Per le Figi, invece, il periodo di instabilità si protrarrà più a lungo. Il paese dichiarerà la propria indipendenza il 10 ottobre del 1970, con il benestare sia della popolazione indigena che della popolazione indiana , importata dagli inglesi per la lavorazione della canna da zucchero. Il primo ministro dell’epoca, Kamisese Mara, di etnia figiana, rimarrà al potere per 17 anni ininterrottamente, quando un folto gruppo di militari effettuerà il primo colpo di stato nelle isole, inasprendo i conflitti sociali tra indigeni e indiani. Dal 1987 si susseguiranno una serie di continui golpe che provocheranno l’abrogazione di molte leggi democratiche nel paese e l’espulsione di quest’ultimo dal Commonwealth. Il secondo avverrà nello stesso anno del primo, e cambierà il precedente toponimo Dominion of Fiji, in Republic of Fiji Islands. Una disastrosa conseguenza di questi due atti violenti fu l’emigrazione di massa della popolazione indiana, la quale, ormai nel mirino dei militari di etnia figiana, quindi melanesiana, era ormai senza protezione e senza rappresentanza. Con l’arrivo degli anni ’90 i militari cercarono di attuare qualche riforma democratica, restituendo la costituzione del 1970 e indicendo elezioni libere. Dal 1997 il processo democratico avanzò con la revisione costituzionale e la riammissione nel Commonwealth. Tuttavia l’alba del nuovo millennio farà risorgere lo spettro golpista: numerosi violenti attacchi alle istituzioni ebbero luogo tra il 2000 e il 2005, sino a quando il Commodoro Frank Bainimarama, prese il potere, nuovamente, con la forza.

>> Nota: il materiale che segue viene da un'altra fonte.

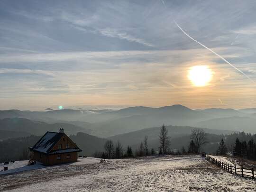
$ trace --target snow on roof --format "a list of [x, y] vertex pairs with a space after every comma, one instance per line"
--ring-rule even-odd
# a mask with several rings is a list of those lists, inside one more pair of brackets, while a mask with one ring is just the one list
[[48, 153], [64, 135], [64, 133], [61, 133], [47, 132], [36, 145], [30, 148], [40, 152]]
[[71, 153], [71, 152], [78, 152], [82, 150], [80, 149], [66, 149], [62, 150], [58, 150], [49, 153], [49, 155], [59, 154], [61, 153]]

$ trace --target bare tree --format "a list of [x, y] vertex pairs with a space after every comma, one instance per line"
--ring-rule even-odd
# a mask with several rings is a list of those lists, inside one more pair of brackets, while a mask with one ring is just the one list
[[116, 145], [116, 158], [120, 158], [123, 156], [123, 146], [121, 142], [118, 140]]
[[139, 146], [139, 156], [143, 156], [144, 154], [144, 146], [143, 146], [143, 143], [141, 142], [140, 143], [140, 145]]
[[167, 148], [170, 144], [169, 137], [167, 136], [168, 130], [165, 125], [161, 128], [159, 135], [160, 148], [164, 154], [167, 154]]
[[191, 132], [190, 138], [194, 141], [195, 152], [199, 153], [201, 146], [207, 143], [208, 139], [204, 131], [200, 128], [194, 128]]
[[145, 149], [145, 155], [148, 155], [148, 146], [147, 145], [147, 136], [145, 136], [144, 137], [144, 148]]
[[114, 152], [114, 143], [111, 140], [108, 140], [105, 143], [104, 148], [106, 150], [106, 153], [108, 155], [108, 157], [110, 158]]

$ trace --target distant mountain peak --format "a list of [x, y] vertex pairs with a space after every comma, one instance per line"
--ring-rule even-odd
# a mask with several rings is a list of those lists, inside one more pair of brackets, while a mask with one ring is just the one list
[[168, 106], [164, 106], [161, 107], [159, 108], [159, 109], [173, 109], [175, 110], [192, 110], [192, 109], [180, 104], [175, 104]]

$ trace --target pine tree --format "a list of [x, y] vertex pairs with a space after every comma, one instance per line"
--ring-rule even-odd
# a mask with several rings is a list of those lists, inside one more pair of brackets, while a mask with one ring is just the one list
[[248, 142], [248, 150], [247, 150], [247, 158], [249, 159], [253, 160], [254, 159], [254, 155], [255, 155], [255, 147], [254, 147], [254, 141], [253, 139], [252, 138]]
[[237, 137], [236, 144], [233, 151], [233, 155], [234, 156], [241, 156], [241, 144], [239, 139]]
[[182, 154], [186, 154], [186, 149], [185, 149], [185, 147], [184, 147], [184, 146], [182, 146], [181, 151], [182, 151]]
[[241, 156], [244, 158], [247, 158], [247, 143], [246, 141], [242, 142], [241, 147]]
[[133, 156], [133, 153], [132, 152], [132, 150], [131, 147], [130, 146], [127, 147], [127, 149], [126, 150], [126, 154], [127, 156], [130, 157]]
[[219, 148], [217, 151], [217, 155], [225, 155], [228, 152], [228, 149], [225, 144], [223, 139], [221, 139], [221, 141], [219, 146]]
[[163, 154], [167, 154], [167, 149], [170, 144], [169, 137], [167, 136], [168, 130], [165, 125], [163, 125], [159, 135], [160, 147], [163, 150]]
[[150, 151], [150, 155], [155, 155], [155, 149], [154, 149], [154, 148], [152, 148], [151, 150]]
[[145, 149], [145, 154], [146, 155], [146, 155], [148, 155], [149, 154], [148, 148], [148, 146], [147, 145], [147, 136], [145, 136], [145, 137], [144, 137], [144, 149]]
[[163, 150], [162, 147], [159, 147], [159, 155], [163, 155]]
[[117, 159], [121, 158], [123, 156], [123, 147], [119, 140], [118, 141], [116, 145], [115, 156]]

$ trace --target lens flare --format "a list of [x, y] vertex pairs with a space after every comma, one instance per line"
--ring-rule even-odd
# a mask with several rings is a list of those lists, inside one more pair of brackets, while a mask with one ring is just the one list
[[194, 86], [203, 87], [212, 79], [213, 72], [207, 65], [194, 66], [190, 69], [188, 77]]

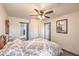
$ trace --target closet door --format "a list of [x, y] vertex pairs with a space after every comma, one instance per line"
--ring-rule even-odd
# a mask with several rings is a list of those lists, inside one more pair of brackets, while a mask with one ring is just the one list
[[20, 23], [21, 30], [20, 30], [20, 38], [23, 40], [29, 39], [29, 24], [28, 23]]

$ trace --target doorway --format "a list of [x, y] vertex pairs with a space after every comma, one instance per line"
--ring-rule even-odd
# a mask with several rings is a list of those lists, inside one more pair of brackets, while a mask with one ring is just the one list
[[51, 23], [44, 23], [44, 39], [51, 40]]
[[29, 23], [20, 22], [20, 38], [29, 40]]

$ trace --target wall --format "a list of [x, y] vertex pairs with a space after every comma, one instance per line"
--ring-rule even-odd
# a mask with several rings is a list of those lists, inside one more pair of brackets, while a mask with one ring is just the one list
[[29, 20], [9, 16], [9, 26], [10, 26], [9, 27], [9, 35], [10, 36], [20, 37], [20, 23], [19, 22], [29, 23]]
[[29, 39], [38, 38], [40, 35], [41, 22], [37, 19], [27, 20], [27, 19], [9, 16], [9, 21], [10, 21], [9, 35], [12, 37], [20, 37], [19, 22], [29, 23]]
[[7, 14], [2, 4], [0, 4], [0, 35], [5, 34], [5, 20], [6, 19], [8, 19]]
[[[68, 19], [68, 34], [56, 33], [56, 21]], [[63, 15], [51, 20], [51, 39], [64, 49], [79, 55], [79, 12]]]

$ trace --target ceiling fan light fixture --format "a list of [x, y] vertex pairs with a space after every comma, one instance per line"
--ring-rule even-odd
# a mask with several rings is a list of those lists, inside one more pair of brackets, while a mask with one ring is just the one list
[[38, 16], [38, 18], [39, 18], [39, 19], [44, 19], [45, 17], [44, 17], [44, 16], [40, 16], [40, 15], [39, 15], [39, 16]]

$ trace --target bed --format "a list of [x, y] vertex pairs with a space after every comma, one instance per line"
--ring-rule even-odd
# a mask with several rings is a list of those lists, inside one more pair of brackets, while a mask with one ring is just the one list
[[59, 56], [62, 53], [58, 44], [42, 38], [28, 41], [16, 39], [0, 50], [0, 56]]

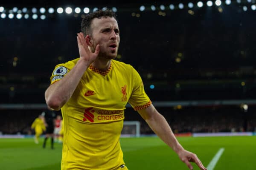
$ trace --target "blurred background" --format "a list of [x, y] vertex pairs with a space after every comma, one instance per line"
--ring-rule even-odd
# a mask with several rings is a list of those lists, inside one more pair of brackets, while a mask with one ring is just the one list
[[[79, 57], [82, 18], [105, 7], [120, 30], [116, 60], [137, 70], [175, 133], [256, 130], [255, 0], [121, 1], [1, 1], [1, 134], [32, 133], [55, 65]], [[125, 120], [153, 133], [129, 105]]]

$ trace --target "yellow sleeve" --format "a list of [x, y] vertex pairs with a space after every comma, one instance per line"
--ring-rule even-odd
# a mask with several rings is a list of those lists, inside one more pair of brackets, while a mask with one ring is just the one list
[[143, 82], [139, 73], [132, 67], [134, 87], [128, 102], [135, 110], [144, 109], [152, 103], [145, 92]]

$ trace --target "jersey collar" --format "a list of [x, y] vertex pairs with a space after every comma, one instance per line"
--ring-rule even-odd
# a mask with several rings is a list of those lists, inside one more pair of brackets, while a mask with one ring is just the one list
[[92, 71], [95, 72], [96, 73], [97, 73], [99, 74], [100, 74], [103, 76], [105, 76], [107, 74], [108, 74], [108, 73], [109, 73], [110, 72], [110, 71], [111, 71], [112, 68], [112, 63], [110, 64], [110, 66], [109, 66], [109, 68], [108, 68], [108, 70], [106, 70], [105, 71], [102, 71], [101, 70], [99, 70], [98, 68], [96, 68], [94, 67], [93, 67], [93, 65], [92, 65], [91, 64], [90, 64], [89, 66], [89, 68], [90, 70], [91, 70]]

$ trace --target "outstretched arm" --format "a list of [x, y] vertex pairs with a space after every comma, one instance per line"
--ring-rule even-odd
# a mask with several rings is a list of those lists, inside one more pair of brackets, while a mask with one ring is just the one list
[[88, 35], [84, 38], [82, 33], [77, 35], [80, 60], [63, 78], [50, 85], [45, 91], [46, 103], [49, 108], [55, 110], [60, 110], [69, 100], [84, 72], [99, 52], [99, 45], [97, 45], [94, 53], [90, 51], [88, 42], [86, 40], [89, 39]]
[[138, 112], [154, 132], [178, 155], [180, 159], [190, 170], [193, 167], [189, 162], [196, 164], [201, 170], [206, 170], [196, 155], [185, 150], [174, 136], [171, 128], [164, 117], [155, 108], [153, 105]]

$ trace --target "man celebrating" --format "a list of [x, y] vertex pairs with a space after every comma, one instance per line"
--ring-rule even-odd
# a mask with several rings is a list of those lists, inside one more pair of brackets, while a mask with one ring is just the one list
[[189, 168], [196, 155], [179, 143], [165, 119], [145, 94], [131, 65], [113, 60], [120, 42], [114, 13], [89, 14], [77, 34], [80, 57], [57, 65], [45, 92], [52, 109], [61, 108], [65, 122], [61, 170], [128, 170], [119, 141], [129, 102]]

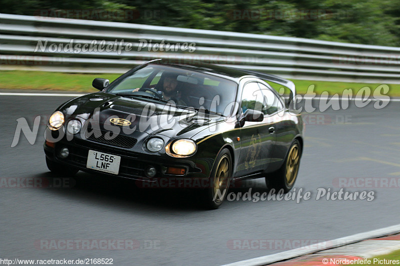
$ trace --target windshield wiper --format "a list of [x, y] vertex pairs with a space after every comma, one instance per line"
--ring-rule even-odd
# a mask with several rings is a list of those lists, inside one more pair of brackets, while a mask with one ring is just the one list
[[223, 114], [220, 113], [218, 113], [217, 112], [214, 112], [214, 111], [211, 111], [210, 110], [208, 110], [208, 109], [204, 109], [204, 108], [194, 108], [194, 110], [197, 111], [198, 113], [200, 111], [202, 111], [202, 112], [204, 112], [204, 113], [206, 114], [218, 114], [220, 115], [221, 116], [225, 116]]
[[156, 100], [156, 101], [160, 101], [162, 102], [168, 102], [168, 101], [166, 101], [162, 99], [160, 99], [160, 98], [158, 98], [156, 97], [153, 97], [150, 95], [135, 95], [134, 94], [131, 94], [130, 93], [123, 93], [122, 92], [118, 93], [116, 93], [116, 95], [119, 96], [123, 96], [126, 97], [136, 97], [137, 98], [146, 98], [146, 99], [151, 99], [152, 100]]

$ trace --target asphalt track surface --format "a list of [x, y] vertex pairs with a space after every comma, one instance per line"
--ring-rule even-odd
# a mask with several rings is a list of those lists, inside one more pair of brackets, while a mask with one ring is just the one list
[[[43, 177], [50, 183], [56, 178], [44, 162], [43, 117], [70, 98], [0, 96], [0, 177]], [[318, 188], [338, 191], [338, 178], [400, 178], [399, 113], [398, 102], [380, 110], [372, 103], [358, 108], [353, 103], [346, 110], [306, 114], [305, 147], [295, 187], [311, 192], [312, 197], [299, 204], [240, 200], [204, 211], [190, 192], [138, 191], [128, 180], [82, 172], [71, 188], [0, 188], [0, 258], [112, 258], [117, 266], [219, 265], [298, 248], [298, 240], [306, 246], [398, 224], [400, 188], [392, 185], [345, 189], [374, 191], [370, 202], [315, 198]], [[10, 148], [16, 120], [26, 118], [32, 128], [37, 115], [42, 116], [42, 123], [34, 144], [22, 135]], [[316, 117], [310, 115], [324, 116], [316, 123]], [[346, 118], [346, 123], [336, 123]], [[254, 185], [253, 193], [268, 192], [263, 179], [248, 183]], [[237, 194], [248, 188], [232, 191]], [[34, 245], [40, 240], [128, 239], [140, 247], [44, 250]], [[229, 243], [233, 240], [268, 240], [272, 245], [232, 249]], [[294, 246], [280, 247], [281, 241]]]

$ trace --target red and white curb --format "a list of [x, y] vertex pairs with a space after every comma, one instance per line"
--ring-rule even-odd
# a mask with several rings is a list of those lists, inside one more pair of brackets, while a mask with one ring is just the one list
[[[316, 266], [357, 264], [357, 261], [372, 259], [400, 250], [400, 234], [369, 239], [360, 242], [320, 251], [272, 265]], [[354, 262], [352, 264], [352, 262]]]
[[224, 266], [333, 265], [330, 258], [362, 259], [400, 250], [399, 233], [400, 224]]

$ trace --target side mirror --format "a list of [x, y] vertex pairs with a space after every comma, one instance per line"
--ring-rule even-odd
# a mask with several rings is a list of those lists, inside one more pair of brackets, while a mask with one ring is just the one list
[[264, 120], [264, 114], [262, 112], [252, 109], [246, 110], [243, 116], [244, 121], [247, 122], [261, 122]]
[[108, 84], [110, 84], [110, 80], [105, 78], [95, 78], [92, 82], [92, 85], [99, 90], [102, 90]]

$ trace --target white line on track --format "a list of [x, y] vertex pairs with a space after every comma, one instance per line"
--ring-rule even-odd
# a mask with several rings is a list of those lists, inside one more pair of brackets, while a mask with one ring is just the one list
[[[78, 97], [80, 96], [82, 96], [85, 95], [84, 93], [30, 93], [30, 92], [0, 92], [0, 96], [66, 96], [66, 97]], [[302, 99], [307, 99], [307, 100], [326, 100], [328, 99], [326, 97], [318, 97], [316, 96], [314, 97], [312, 97], [310, 96], [302, 96]], [[331, 100], [342, 100], [340, 98], [338, 97], [334, 97], [330, 99]], [[400, 102], [400, 98], [392, 98], [390, 99], [382, 99], [382, 100], [377, 100], [375, 98], [370, 99], [372, 101], [383, 101], [384, 102]], [[362, 101], [365, 101], [366, 99], [362, 99]], [[351, 100], [354, 101], [360, 101], [362, 100], [361, 99], [355, 99], [352, 98]]]
[[84, 95], [84, 94], [76, 93], [35, 93], [25, 92], [0, 92], [0, 96], [50, 96], [78, 97]]
[[276, 254], [262, 256], [245, 261], [241, 261], [236, 263], [226, 264], [224, 266], [256, 266], [266, 265], [277, 263], [282, 261], [293, 259], [306, 254], [315, 253], [322, 250], [333, 249], [349, 245], [352, 243], [360, 242], [362, 240], [384, 237], [388, 235], [392, 235], [400, 232], [400, 224], [372, 230], [360, 234], [356, 234], [348, 237], [338, 238], [334, 240], [326, 241], [314, 244], [306, 247], [302, 247], [294, 250], [284, 251]]

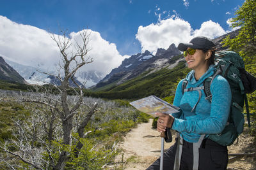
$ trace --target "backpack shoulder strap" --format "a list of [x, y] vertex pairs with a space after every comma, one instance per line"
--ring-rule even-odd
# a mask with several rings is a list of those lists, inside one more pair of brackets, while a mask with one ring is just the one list
[[184, 90], [187, 87], [187, 85], [188, 85], [188, 80], [186, 78], [185, 78], [183, 80], [183, 82], [182, 82], [182, 86], [181, 86], [182, 90], [182, 94], [184, 94]]
[[219, 68], [217, 71], [212, 76], [210, 76], [207, 78], [206, 78], [204, 81], [204, 94], [205, 94], [206, 97], [205, 98], [205, 100], [208, 100], [210, 103], [212, 103], [212, 94], [211, 92], [211, 85], [212, 84], [212, 82], [214, 78], [218, 75], [222, 73], [221, 69]]
[[206, 96], [205, 99], [208, 100], [210, 103], [212, 103], [212, 94], [210, 90], [212, 80], [212, 77], [211, 76], [205, 79], [204, 81], [204, 92]]

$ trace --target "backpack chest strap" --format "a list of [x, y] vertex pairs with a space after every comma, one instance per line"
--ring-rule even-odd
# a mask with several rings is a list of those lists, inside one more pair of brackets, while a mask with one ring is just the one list
[[191, 91], [197, 91], [199, 94], [198, 99], [197, 100], [197, 102], [196, 104], [195, 104], [194, 107], [191, 110], [191, 112], [193, 112], [196, 108], [197, 104], [198, 104], [200, 99], [201, 99], [202, 97], [202, 92], [200, 90], [204, 90], [204, 86], [200, 86], [200, 87], [190, 87], [188, 89], [185, 89], [184, 90], [184, 92], [191, 92]]

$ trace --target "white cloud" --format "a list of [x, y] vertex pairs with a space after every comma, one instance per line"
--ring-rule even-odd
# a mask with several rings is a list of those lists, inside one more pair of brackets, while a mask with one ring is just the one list
[[170, 18], [157, 24], [140, 26], [136, 35], [141, 43], [141, 50], [156, 52], [157, 48], [167, 48], [172, 43], [177, 45], [191, 37], [190, 24], [182, 19]]
[[[0, 15], [0, 53], [23, 65], [55, 70], [60, 53], [47, 31], [28, 25], [19, 24]], [[98, 32], [90, 32], [88, 55], [93, 62], [81, 71], [97, 71], [106, 74], [118, 67], [125, 57], [119, 54], [113, 43], [104, 39]], [[77, 38], [79, 32], [72, 32]], [[126, 56], [127, 57], [127, 56]]]
[[225, 33], [219, 24], [212, 20], [204, 22], [199, 29], [194, 31], [188, 22], [172, 16], [156, 24], [140, 26], [136, 36], [141, 43], [142, 52], [147, 50], [155, 53], [159, 48], [167, 49], [172, 43], [177, 46], [195, 36], [214, 38]]

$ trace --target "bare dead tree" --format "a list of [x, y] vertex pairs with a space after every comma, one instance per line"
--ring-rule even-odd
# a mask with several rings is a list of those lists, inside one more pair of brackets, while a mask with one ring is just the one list
[[[88, 124], [92, 116], [99, 109], [97, 109], [97, 103], [95, 103], [93, 106], [87, 107], [88, 110], [83, 110], [86, 113], [86, 116], [84, 119], [80, 121], [80, 124], [74, 125], [74, 116], [79, 112], [79, 109], [82, 106], [86, 105], [83, 101], [83, 89], [84, 85], [79, 85], [75, 81], [75, 74], [77, 71], [85, 64], [90, 64], [93, 62], [92, 58], [88, 56], [89, 49], [88, 48], [88, 44], [89, 43], [90, 34], [86, 31], [83, 31], [79, 32], [79, 36], [77, 39], [74, 39], [68, 38], [67, 35], [67, 31], [61, 31], [61, 34], [56, 35], [52, 34], [51, 38], [54, 41], [60, 51], [61, 54], [62, 63], [59, 64], [59, 69], [56, 74], [50, 74], [49, 73], [44, 73], [50, 76], [55, 77], [60, 81], [61, 85], [60, 86], [54, 85], [54, 89], [57, 90], [58, 95], [54, 96], [49, 92], [42, 92], [40, 95], [33, 96], [33, 97], [28, 97], [28, 96], [22, 96], [20, 98], [12, 99], [12, 101], [16, 101], [23, 103], [30, 103], [36, 104], [36, 108], [38, 109], [33, 110], [34, 113], [36, 114], [36, 119], [40, 122], [40, 127], [44, 129], [45, 136], [48, 143], [44, 144], [44, 138], [38, 137], [36, 131], [31, 132], [34, 135], [34, 138], [31, 138], [28, 139], [30, 140], [27, 142], [29, 146], [26, 147], [34, 147], [33, 145], [33, 140], [41, 141], [41, 145], [45, 145], [44, 148], [46, 150], [49, 154], [49, 162], [44, 162], [49, 167], [51, 167], [53, 169], [64, 169], [66, 166], [66, 162], [68, 159], [70, 152], [68, 150], [60, 150], [60, 155], [58, 160], [54, 160], [51, 157], [52, 152], [52, 146], [51, 141], [53, 139], [61, 141], [63, 146], [72, 146], [72, 132], [75, 130], [74, 127], [77, 127], [76, 131], [79, 135], [79, 138], [84, 138], [84, 127]], [[72, 49], [74, 49], [74, 50]], [[70, 80], [77, 86], [76, 89], [72, 89], [70, 87]], [[70, 97], [68, 95], [68, 90], [73, 89], [73, 92], [76, 94], [74, 96]], [[38, 90], [40, 91], [40, 90]], [[8, 101], [6, 99], [1, 99], [1, 101]], [[86, 105], [87, 106], [87, 105]], [[41, 107], [41, 108], [40, 108]], [[47, 108], [47, 111], [45, 111]], [[42, 115], [42, 111], [44, 113]], [[60, 121], [59, 121], [60, 120]], [[34, 122], [36, 125], [36, 122]], [[58, 130], [56, 133], [61, 136], [61, 139], [56, 139], [56, 135], [54, 135], [54, 131], [56, 130], [56, 125], [59, 123], [61, 124], [61, 129]], [[38, 125], [39, 124], [37, 124]], [[21, 127], [21, 126], [20, 126]], [[30, 127], [31, 128], [31, 127]], [[21, 127], [20, 127], [21, 128]], [[33, 130], [33, 129], [32, 129]], [[61, 134], [60, 134], [60, 133]], [[55, 137], [54, 137], [55, 136]], [[25, 136], [26, 138], [26, 136]], [[23, 139], [21, 138], [20, 139]], [[31, 141], [32, 140], [32, 141]], [[14, 141], [20, 141], [20, 143], [17, 143], [17, 146], [22, 145], [24, 141], [20, 141], [20, 138], [16, 138]], [[24, 147], [17, 148], [18, 150], [23, 150]], [[79, 142], [77, 146], [76, 155], [79, 155], [79, 150], [83, 147], [83, 144]], [[33, 168], [42, 169], [45, 167], [44, 164], [38, 164], [38, 162], [34, 162], [33, 158], [30, 159], [23, 159], [19, 153], [15, 153], [9, 150], [6, 146], [2, 146], [2, 151], [13, 155], [13, 156], [19, 158], [22, 162], [29, 164]], [[20, 152], [20, 153], [21, 152]], [[33, 154], [31, 153], [31, 154]], [[32, 156], [31, 156], [32, 157]], [[41, 159], [42, 160], [42, 159]], [[39, 161], [40, 162], [40, 161]]]

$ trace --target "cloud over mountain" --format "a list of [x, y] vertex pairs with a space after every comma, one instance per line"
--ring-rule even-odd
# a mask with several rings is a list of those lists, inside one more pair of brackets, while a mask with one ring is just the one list
[[136, 38], [141, 43], [141, 50], [156, 53], [157, 48], [167, 48], [172, 43], [176, 46], [187, 42], [197, 36], [214, 38], [227, 33], [219, 24], [209, 20], [202, 24], [199, 29], [193, 30], [190, 24], [179, 17], [172, 16], [157, 24], [140, 26]]

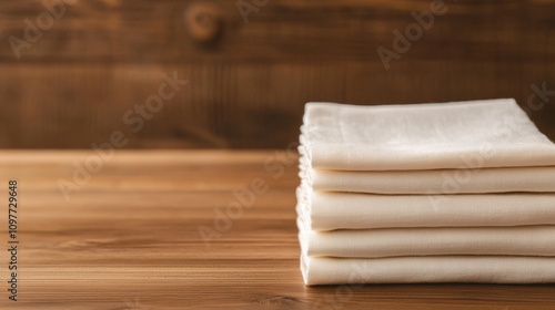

Tuttavia il nuovo colpo di stato prevedeva una novità: i precedenti erano stati attuati per rovesciare governi filo-indiani a favore dei figiani indigeni, questo, invece, sarà attuato per sovvertire un governo filo-indigeno, accusato corruzione e razzismo. Le violenze perpetuarono: eliminati (anche fisicamente) molti dissidenti politici ed ex componenti del governo, molte furono le proteste e ribellioni soffocate dal nuovo stato di emergenza emanato da Bainimarama che prevedeva l’impiego dell’esercito. La situazione nelle isole, tutt’ora, è molto precaria: dal 2007 il Commodoro, diventato Primo Ministro ad interim, ha fatto dilagare la corruzione e il risentimento nella popolazione: molti sono i militari, anche di alto grado, assassinati e orditi complotti per la deposizione dell’attuale governo. Nonostante le evidenti mancanze nella propria democrazia, oggi le Figi fanno parte dell’ONU, a cui forniscono un gran numero di militari per missioni in tutto il globo.

Solitamente evocati, quindi, come paradisi terrestri, le Figi e le Vanuatu non sono tali, anzi. La loro storia ci insegna come, a causa dell’invasione coloniale, le loro ridotte e frammentarie dimensioni riflettano anche una ridotta e frammentaria tempistica nell’avviare tutti quei processi nazionalisti che altrove hanno impiegato secoli per stabilizzarsi. Compressi nel giro di pochi decenni, questi non hanno avuto modo di lasciare alla popolazione il tempo di digerire la nascita di un sentimento indipendentistico, per ammassarsi in continui cambi di governo e compromissioni delle libertà democratiche.


Di: Simona Amadori

Fonti:
Favole, Oceania. Isole di creatività culturale, Laterza, 2010.
Francesca Giusti, Vincenzo Sommella, Santa Cigliano, Storia dell’Oceania L’ultimo continente, Donzelli Editore, 2009.